Edward A. Zelinsky (Cardozo), A Response to the Initiative to Accelerate Charitable Giving, 170 Tax Notes Fed. 755 (Feb. 1, 2021):
The Initiative to Accelerate Charitable Giving describes itself as “a broad coalition dedicated to promoting common-sense, nonpartisan charitable giving reforms.”
Among its proposals, the initiative would tighten and expand the provisions of the IRC relative to private foundations and donor-advised funds. The initiative performs an important public service by highlighting a topic the Biden administration and the 117th Congress should address and by advancing important proposals.
In this article I respond to the initiative, agreeing with much (but not all) of its perspective and arguing that the rules applied to private foundations should also govern donor-advised funds.
Considerations of fairness and efficiency counsel that similar persons and entities should be taxed and regulated similarly. Donor-advised funds are functional substitutes for private foundations and should be treated equivalently by the law. Consequently, the code’s minimum distribution requirement and its excise tax on net investment incomes, now applicable just to private foundations, should apply to donor-advised funds as well.
Equally compelling is the initiative’s proposal that neither fees paid to donors and their families nor distributions to donor-advised funds should count for the IRC’s minimum distribution rule. The former is classic self-dealing and should be subject to the kind of per se prohibition known as the “no-further-inquiry” rule under trusts and estates law. The latter is simply a shell game.
However, I do not support the initiative’s proposal to require donor-advised funds to be time-limited. Here, the arguments of some of the initiative’s critics are compelling. There may be persuasive reasons for donors to establish firm end dates for their private foundations or for their donor-advised funds. But it would be overregulation to mandate those end dates if the other reforms prompted by the initiative are implemented, as I think they should be.
Ultimately, these issues are all matters of balance. On a cost-benefit basis, several of these reforms — such as applying the minimum distribution rules and net investment income tax to donor-advised funds, and prohibiting insider salaries and payments to donor-advised funds from satisfying the minimum distribution requirement — pass muster. In contrast, the initiative’s proposal for mandatory time limits strikes me as overregulation if Congress enacts this package of reforms.

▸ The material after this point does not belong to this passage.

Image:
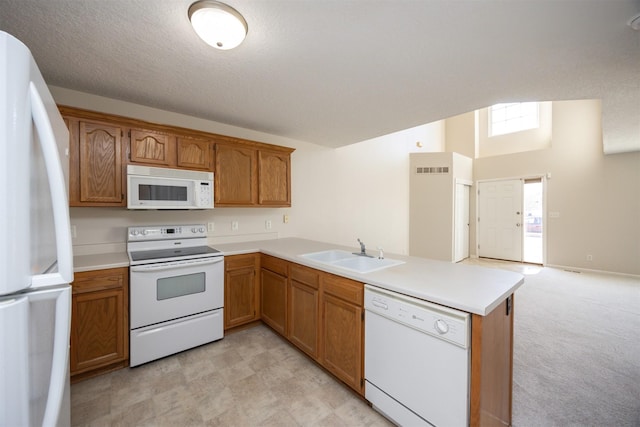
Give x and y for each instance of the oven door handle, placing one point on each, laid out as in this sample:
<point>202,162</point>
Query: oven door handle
<point>148,268</point>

The first section of this article discusses the history of the code’s regulation of private foundations, starting with the Tax Reform Act of 1969 through Congress’s recent simplification of the annual excise tax on investment income paid by private foundations. The second section discusses the emergence of donor-advised funds as effective substitutes for private foundations and Congress’s regulation of them. The third section discusses the initiative’s proposals relative to donor-advised funds and private foundations and the criticism these proposals have received. The fourth section makes the case for many, although not all, of the initiative’s proposals.